The data control and shared decision-making aspects of a data governance initiative can be pictured this way:
Identifies data stewards and stakeholders
Sets standards of data behavior and definitions
Embeds processes into workflows and systems
Tackling the Problem
The most frequent indicator of the need for data governance is this simple statement, “Your numbers don’t match my numbers.” And upon initial investigation, the most common explanations are “We keep track of this data on or own; we don’t use the institutional data resources” or “Our interpretation of the data is different than yours.”
Because similar or identical data elements are found in various information systems across the campus, achieving the desired data quality is often considered to be practically impossible. However, the people, process, and technology model shown above provides a simple approach, outlining the typical steps required to tackle the data governance challenge.
Identify a representative group of campus stakeholders who understand institutional data from various perspectives.
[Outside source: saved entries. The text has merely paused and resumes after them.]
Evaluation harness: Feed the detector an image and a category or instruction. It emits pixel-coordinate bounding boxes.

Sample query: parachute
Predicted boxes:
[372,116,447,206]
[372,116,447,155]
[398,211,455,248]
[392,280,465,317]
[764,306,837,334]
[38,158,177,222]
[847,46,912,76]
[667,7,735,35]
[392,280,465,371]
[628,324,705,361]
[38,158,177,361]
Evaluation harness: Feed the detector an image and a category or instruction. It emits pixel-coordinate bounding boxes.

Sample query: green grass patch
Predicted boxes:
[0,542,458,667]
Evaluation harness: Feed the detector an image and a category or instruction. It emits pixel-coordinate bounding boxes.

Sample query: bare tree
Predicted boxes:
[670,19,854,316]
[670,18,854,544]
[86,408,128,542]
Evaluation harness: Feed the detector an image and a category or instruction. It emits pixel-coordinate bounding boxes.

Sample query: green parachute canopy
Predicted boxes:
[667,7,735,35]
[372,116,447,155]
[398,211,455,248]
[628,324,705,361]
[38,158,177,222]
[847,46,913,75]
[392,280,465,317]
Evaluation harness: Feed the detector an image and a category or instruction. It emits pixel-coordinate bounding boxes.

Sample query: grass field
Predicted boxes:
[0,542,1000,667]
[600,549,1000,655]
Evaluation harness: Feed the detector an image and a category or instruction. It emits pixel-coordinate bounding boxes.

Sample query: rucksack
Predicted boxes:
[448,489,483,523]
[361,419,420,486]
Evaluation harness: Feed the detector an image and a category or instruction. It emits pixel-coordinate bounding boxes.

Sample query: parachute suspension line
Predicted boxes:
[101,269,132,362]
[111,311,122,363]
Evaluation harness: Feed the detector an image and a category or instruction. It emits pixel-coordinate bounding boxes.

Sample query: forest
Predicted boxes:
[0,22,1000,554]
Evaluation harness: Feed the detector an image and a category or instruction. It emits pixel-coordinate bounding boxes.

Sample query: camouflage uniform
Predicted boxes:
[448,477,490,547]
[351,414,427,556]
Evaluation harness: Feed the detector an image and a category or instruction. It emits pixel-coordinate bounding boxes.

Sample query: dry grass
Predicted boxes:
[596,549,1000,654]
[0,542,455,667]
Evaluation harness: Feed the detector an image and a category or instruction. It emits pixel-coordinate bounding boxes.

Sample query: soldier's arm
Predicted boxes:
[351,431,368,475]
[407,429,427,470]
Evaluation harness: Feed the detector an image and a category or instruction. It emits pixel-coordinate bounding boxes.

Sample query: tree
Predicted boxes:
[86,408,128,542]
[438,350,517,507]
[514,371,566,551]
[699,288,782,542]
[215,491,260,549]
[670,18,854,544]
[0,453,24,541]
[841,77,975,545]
Functional users such as staff members in the Registrar or Financial Aid Office; technical users like IT systems or business analysts; “super-users” in various offices; and content specialists who work in Institutional Research. Charter this group within the institutional governance framework to propose relevant data responsibilities, data standards, and institutional data definitions. This group should also empower subject matter experts from across the campus to streamline the completion of individual tasks.
The major product from this institutional governance team should include recommendations for an institutional data dictionary that will codify the meanings of data elements to ensure consistent use and interpretation. The team should also develop policy guidance for the institution covering issues such as data standards, appropriate error correction procedures, and data handling processes that protect individual privacy and ensure data security. Such policies form the bases for operational processes and should be submitted to the institutional governance system for approval.
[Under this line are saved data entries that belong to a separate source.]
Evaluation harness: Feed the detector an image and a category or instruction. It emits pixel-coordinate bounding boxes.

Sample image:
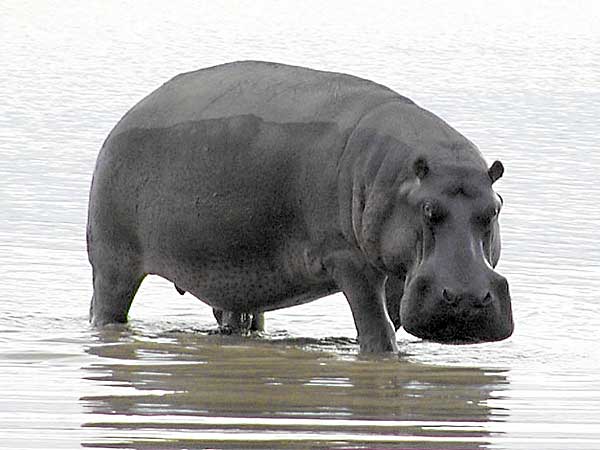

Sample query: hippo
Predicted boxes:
[86,61,514,353]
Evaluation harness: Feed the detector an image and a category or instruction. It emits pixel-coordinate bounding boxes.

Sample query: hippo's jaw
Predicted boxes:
[400,274,514,344]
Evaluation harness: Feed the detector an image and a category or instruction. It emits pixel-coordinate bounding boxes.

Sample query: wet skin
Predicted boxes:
[87,62,513,352]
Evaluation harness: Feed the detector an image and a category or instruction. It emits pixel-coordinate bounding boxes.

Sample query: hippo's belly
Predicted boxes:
[95,116,335,311]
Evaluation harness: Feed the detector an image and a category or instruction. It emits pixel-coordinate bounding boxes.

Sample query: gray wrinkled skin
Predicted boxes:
[87,61,513,352]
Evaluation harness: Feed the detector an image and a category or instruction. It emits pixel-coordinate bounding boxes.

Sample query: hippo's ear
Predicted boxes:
[488,161,504,183]
[413,156,429,180]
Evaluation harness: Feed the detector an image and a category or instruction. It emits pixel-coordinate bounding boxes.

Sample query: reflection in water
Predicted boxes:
[82,331,507,449]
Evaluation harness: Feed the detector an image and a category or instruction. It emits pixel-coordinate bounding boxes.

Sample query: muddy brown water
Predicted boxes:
[0,0,600,449]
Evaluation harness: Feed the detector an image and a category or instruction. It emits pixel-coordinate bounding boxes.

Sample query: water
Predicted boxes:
[0,0,600,449]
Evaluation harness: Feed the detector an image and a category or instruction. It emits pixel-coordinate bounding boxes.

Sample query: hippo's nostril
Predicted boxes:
[473,291,493,308]
[442,289,458,306]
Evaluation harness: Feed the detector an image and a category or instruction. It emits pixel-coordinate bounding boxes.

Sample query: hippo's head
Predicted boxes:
[380,157,513,344]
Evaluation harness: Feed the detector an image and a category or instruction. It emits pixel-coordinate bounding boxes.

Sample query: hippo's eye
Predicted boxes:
[422,201,444,225]
[423,202,433,220]
[477,206,500,227]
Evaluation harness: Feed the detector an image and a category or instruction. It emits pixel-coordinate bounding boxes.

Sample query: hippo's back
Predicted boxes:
[112,61,412,139]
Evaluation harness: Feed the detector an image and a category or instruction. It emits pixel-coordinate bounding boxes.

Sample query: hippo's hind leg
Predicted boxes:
[90,258,146,326]
[213,308,265,334]
[385,275,405,331]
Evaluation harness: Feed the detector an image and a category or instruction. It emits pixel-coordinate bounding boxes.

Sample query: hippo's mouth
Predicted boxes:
[404,318,513,345]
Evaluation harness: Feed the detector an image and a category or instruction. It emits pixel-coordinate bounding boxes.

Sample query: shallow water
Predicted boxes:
[0,0,600,449]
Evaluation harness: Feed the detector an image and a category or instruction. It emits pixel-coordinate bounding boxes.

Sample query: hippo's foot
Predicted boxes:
[213,309,265,334]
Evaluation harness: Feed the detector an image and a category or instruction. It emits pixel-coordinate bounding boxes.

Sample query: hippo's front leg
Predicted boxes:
[325,251,398,353]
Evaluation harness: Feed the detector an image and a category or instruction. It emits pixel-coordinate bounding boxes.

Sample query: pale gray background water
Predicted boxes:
[0,0,600,449]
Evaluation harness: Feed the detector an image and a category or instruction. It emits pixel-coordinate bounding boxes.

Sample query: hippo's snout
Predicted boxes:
[401,272,514,344]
Once the supporting elements such as the data dictionary, data standards, and operational processes are in place, the enterprise technology infrastructure will need to be updated to address concerns such as enterprise data architecture/data integration, data access management (e.g., multi-factor authentication required for sensitive data), and regular monitoring of role-based access to insure that the right people have access to the right data. At the end-user level, technology improvements should include the deployment of exception processing and error reports, data de-duplication procedures, elimination of shadow databases and hidden data, and deployment of training for cyber-security and compliance.
If you are facing the challenges of inadequate data governance at your institution, there are two important points to remember:
- Although the desire for data quality to support good decision-making is a laudable and important goal, data quality projects alone are insufficient. Data quality initiatives can be successful only as part of an all-compassing data governance framework based on the fundamental paradigm that includes people, process, and technology.
- Beyond the desire to use the highest quality data to inform decision-making, data governance activities benefit any other enterprise initiatives that involve IT, including: deployment of new reporting or analytics solutions; replacement of major software systems, and the resulting need to re-evaluate enterprise architecture; and campus-wide initiatives for digital transformation.